Count Total Digits in a Number useing recursion and when n is 0 then count it's and print 1 . and my question is how to count 0 as digits and print 1?

Question

public class CountNumberRecursion 
{
    
    public static int countDigits(int n)
    {
        int count=0;
        
        if(n==0)
            return n;
        
        return ++count + countDigits(n/10);
    }

    public static void main(String[] args) 
    {
         System.out.println(countDigits(0));
    }

}

In this example run, I want to count 0 as digits and print 1 in output, but it prints 0.

Answer 1

This is an understandable issue. On the one hand we have the case where a single digit is passed as n , and then the recursive call for n/10 should return 0 (as it does now).

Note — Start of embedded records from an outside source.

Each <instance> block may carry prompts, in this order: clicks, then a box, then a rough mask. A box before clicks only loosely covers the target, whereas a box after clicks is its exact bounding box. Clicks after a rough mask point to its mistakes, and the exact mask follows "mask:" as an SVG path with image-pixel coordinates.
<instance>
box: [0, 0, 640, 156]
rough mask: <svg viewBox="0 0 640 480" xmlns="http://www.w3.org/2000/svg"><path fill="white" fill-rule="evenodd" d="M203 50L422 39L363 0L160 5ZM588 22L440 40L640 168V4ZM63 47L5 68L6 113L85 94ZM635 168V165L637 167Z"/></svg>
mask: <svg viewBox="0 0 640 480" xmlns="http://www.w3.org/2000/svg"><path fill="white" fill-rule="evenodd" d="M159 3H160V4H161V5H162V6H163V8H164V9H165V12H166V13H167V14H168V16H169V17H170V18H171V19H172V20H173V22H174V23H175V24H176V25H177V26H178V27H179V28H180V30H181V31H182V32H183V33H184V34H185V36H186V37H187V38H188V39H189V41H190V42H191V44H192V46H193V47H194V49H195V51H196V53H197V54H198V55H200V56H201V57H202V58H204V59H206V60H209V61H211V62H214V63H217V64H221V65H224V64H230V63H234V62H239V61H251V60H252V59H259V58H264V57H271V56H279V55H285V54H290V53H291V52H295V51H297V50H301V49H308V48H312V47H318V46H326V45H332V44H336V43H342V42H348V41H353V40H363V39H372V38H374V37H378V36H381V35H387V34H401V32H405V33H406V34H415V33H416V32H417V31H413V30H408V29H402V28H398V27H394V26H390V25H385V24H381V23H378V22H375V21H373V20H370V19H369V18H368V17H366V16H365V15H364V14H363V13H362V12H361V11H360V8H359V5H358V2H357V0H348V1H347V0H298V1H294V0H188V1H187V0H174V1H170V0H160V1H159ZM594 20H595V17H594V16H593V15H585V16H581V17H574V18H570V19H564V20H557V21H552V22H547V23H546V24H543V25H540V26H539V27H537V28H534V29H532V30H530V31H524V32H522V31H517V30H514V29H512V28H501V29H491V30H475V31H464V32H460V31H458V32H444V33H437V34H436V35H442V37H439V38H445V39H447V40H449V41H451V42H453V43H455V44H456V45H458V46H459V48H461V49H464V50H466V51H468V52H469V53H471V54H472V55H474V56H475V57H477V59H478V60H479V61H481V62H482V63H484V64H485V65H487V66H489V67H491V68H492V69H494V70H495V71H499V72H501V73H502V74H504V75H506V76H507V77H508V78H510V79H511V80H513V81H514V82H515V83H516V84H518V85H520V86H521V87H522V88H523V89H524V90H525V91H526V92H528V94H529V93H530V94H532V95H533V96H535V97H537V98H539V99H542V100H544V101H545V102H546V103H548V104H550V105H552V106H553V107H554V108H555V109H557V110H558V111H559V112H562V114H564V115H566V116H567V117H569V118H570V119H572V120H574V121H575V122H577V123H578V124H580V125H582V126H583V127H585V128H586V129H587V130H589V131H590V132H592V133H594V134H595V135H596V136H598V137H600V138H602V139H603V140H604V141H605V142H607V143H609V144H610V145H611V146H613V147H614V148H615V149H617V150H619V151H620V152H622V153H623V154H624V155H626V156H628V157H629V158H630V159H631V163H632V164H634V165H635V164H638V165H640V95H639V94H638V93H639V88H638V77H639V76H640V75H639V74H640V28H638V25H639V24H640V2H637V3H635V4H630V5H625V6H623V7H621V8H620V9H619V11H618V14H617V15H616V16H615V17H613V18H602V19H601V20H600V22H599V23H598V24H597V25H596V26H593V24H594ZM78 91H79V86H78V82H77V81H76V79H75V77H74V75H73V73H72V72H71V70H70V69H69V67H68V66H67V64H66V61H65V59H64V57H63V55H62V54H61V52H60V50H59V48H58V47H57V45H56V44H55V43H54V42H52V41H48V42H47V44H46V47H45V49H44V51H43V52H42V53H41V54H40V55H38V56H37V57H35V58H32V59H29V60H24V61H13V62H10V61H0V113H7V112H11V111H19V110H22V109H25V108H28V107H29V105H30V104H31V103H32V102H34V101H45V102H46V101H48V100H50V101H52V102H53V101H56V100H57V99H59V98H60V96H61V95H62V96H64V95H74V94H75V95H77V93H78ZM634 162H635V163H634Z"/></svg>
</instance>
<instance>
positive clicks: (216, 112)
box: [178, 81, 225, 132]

On the other hand, if the value n is 0 from the start , it should return 1.

This is a contradiction that you can solve by making 0 a special case in the main program. But this is solved more elegantly by stopping the recursion one step earlier , so not when all digits are gone, but when there is one digit. This you can implement by changing:

if(n==0)
    return n;

...to:

if(n<10)  // Only 1 digit?
    return 1;

This way the function can never return 0, so even for 0 it will return 1.

Remark

It is bit overkill to have the count variable. You can just add 1 to what the recursive call returns:

return 1 + countDigits(n/10);

With a conditional operator, both the base case and the recursive case can be combined in one expression:

public static int countDigits(int n)
{
    return n < 10 ? 1 : 1 + countDigits(n/10);
}